Bvlgari vient également de participer à la Dubaï Watch Week, dans quel but ?
Nous y participons à travers notre détaillant Ahmed Seddiqi & Sons qui s’occupe de Bvlgari dans la région et a créé une très bonne plateforme en termes de visibilité, notamment pour la clientèle masculine. La Dubaï Watch Week constitue une occasion en or pour mettre en avant notre expertise sur les montres masculines avec nos cinq records du monde et nos distinctions au Grand Prix d’Horlogerie de Genève depuis des années. Bvlgari devrait émerger positivement aux yeux des visiteurs et des clients de Seddiqi & Sons qui viendront à nos dîners.
Les montres Bvlgari bénéficient d’une bonne dynamique, comment se profile 2020 ?

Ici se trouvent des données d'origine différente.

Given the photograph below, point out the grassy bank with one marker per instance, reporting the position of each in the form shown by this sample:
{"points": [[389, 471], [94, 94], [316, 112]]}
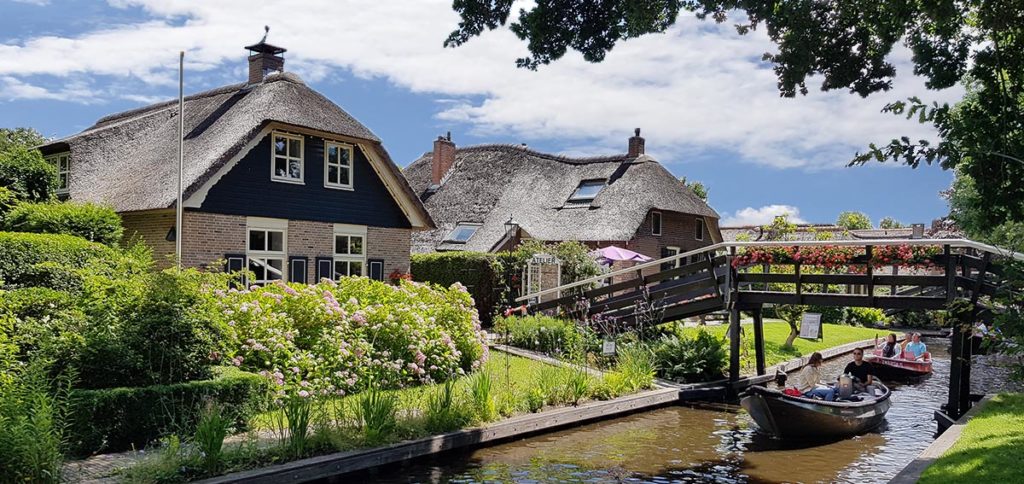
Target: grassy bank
{"points": [[776, 332], [991, 448]]}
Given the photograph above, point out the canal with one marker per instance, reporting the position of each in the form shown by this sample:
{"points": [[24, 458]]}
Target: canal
{"points": [[686, 444]]}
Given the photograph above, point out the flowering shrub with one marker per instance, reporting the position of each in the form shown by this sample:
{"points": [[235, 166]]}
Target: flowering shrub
{"points": [[340, 338], [834, 257]]}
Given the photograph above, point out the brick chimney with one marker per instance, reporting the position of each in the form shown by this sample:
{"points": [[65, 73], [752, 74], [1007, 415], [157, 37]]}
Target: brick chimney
{"points": [[442, 159], [636, 144], [264, 58]]}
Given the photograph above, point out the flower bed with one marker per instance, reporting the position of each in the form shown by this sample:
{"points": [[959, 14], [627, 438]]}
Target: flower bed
{"points": [[340, 338]]}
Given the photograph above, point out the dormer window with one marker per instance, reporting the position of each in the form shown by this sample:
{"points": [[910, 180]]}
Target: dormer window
{"points": [[286, 154], [462, 232], [61, 162], [587, 190], [337, 165]]}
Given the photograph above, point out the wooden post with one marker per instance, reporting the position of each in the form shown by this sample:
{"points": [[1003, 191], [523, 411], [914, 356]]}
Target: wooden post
{"points": [[734, 344], [759, 341]]}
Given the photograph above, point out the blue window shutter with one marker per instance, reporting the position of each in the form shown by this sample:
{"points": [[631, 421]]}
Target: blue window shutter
{"points": [[297, 269], [325, 268]]}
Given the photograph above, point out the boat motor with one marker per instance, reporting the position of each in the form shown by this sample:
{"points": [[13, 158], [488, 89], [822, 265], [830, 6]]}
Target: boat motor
{"points": [[845, 386]]}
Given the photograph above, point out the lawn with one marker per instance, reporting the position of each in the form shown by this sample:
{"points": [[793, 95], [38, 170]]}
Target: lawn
{"points": [[776, 333], [991, 448]]}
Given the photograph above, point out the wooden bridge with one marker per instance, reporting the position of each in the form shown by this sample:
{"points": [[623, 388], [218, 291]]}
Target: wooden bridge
{"points": [[725, 277]]}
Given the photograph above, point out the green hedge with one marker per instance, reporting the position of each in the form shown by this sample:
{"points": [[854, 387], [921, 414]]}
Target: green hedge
{"points": [[89, 221], [475, 270], [29, 259], [121, 419]]}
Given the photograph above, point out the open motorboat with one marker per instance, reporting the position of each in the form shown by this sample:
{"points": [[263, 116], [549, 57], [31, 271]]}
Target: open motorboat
{"points": [[800, 418], [903, 366]]}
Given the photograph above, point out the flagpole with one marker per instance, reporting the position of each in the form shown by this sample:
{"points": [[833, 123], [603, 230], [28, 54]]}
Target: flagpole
{"points": [[181, 156]]}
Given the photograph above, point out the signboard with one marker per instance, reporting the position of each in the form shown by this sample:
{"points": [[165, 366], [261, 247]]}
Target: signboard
{"points": [[810, 326]]}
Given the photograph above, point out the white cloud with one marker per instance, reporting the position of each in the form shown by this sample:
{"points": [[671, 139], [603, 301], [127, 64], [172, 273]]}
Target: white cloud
{"points": [[697, 87], [762, 216]]}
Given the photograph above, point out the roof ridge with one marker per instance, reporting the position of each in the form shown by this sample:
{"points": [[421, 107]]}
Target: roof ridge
{"points": [[555, 158]]}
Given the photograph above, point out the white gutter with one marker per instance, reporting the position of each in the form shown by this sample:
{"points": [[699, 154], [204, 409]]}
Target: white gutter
{"points": [[955, 243]]}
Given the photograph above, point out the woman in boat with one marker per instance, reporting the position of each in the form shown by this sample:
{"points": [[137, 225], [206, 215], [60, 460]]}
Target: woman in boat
{"points": [[915, 346], [890, 349], [809, 378]]}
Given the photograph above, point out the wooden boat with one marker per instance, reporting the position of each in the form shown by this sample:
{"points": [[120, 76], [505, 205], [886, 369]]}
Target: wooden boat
{"points": [[799, 418], [900, 367]]}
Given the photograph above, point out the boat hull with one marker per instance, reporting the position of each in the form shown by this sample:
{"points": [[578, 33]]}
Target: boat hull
{"points": [[795, 418]]}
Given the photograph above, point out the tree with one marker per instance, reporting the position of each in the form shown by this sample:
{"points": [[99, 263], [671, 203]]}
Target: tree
{"points": [[853, 221], [890, 223], [698, 188]]}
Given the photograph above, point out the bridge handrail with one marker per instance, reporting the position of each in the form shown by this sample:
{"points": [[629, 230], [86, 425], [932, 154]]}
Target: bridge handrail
{"points": [[957, 243]]}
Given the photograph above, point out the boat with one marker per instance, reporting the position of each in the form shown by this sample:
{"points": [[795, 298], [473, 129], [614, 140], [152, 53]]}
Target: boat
{"points": [[900, 368], [790, 416]]}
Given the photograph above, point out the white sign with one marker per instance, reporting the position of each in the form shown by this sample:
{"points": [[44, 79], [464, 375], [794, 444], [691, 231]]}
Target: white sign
{"points": [[810, 326]]}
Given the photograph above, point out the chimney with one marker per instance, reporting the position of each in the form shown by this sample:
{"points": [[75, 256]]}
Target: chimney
{"points": [[442, 159], [264, 58], [636, 144]]}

Avec les tensions dont souffre Hong Kong qui représente d’après les chiffres officiels le premier marché d’exportation de l’horlogerie, la branche fléchit de manière significative et cela risque d’affecter aussi les premiers mois de 2020. La forte baisse de fréquentation des touristes à Hong Kong n’est pas compensée par le transfert vers d’autres destinations. Même si les gouvernements de Hong Kong et de Pékin trouvent une solution, la méfiance restera pendant plusieurs mois comme ce fut le cas avec les gilets jaunes en France, pénalisant l’horlogerie. Heureusement, comme lors du ralentissement de 2014, Bvlgari entame l’année avec une nouvelle collection dont les effets positifs devraient durer 18 à 24 mois et nous permettre d’afficher une croissance supérieure à celle du marché. Les montres pour dames Seduttori ont été créées pour un usage plus quotidien et touchent une nouvelle clientèle. Par ailleurs le modèle Lvcea Squelette devient un bestseller inattendu dont nous allons décliner le succès, et nous dévoilerons lors de notre événement de Dubaï des modèles Octo qui continuent à s’avérer très intéressants.
Comment se comporte le marché du très haut de gamme, féminin et masculin ?
Bvlgari réalise de très belles ventes sur les montres Octo Tourbillon Saphir que les clients demandent aussi parfois à décliner avec des bandes de carrure en jade ou autres pierres précieuses, dont le prix s’élève alors à CHF 400’000 ou CHF 500’000. Le succès du très haut de gamme se vérifie aussi sur l’horlogerie féminine de haute joaillerie avec des petites complications comme le tourbillon. Ce segment constitue déjà une part importante mais présente une belle marge de progression si je regarde ce qui se passe pour d’autres marques.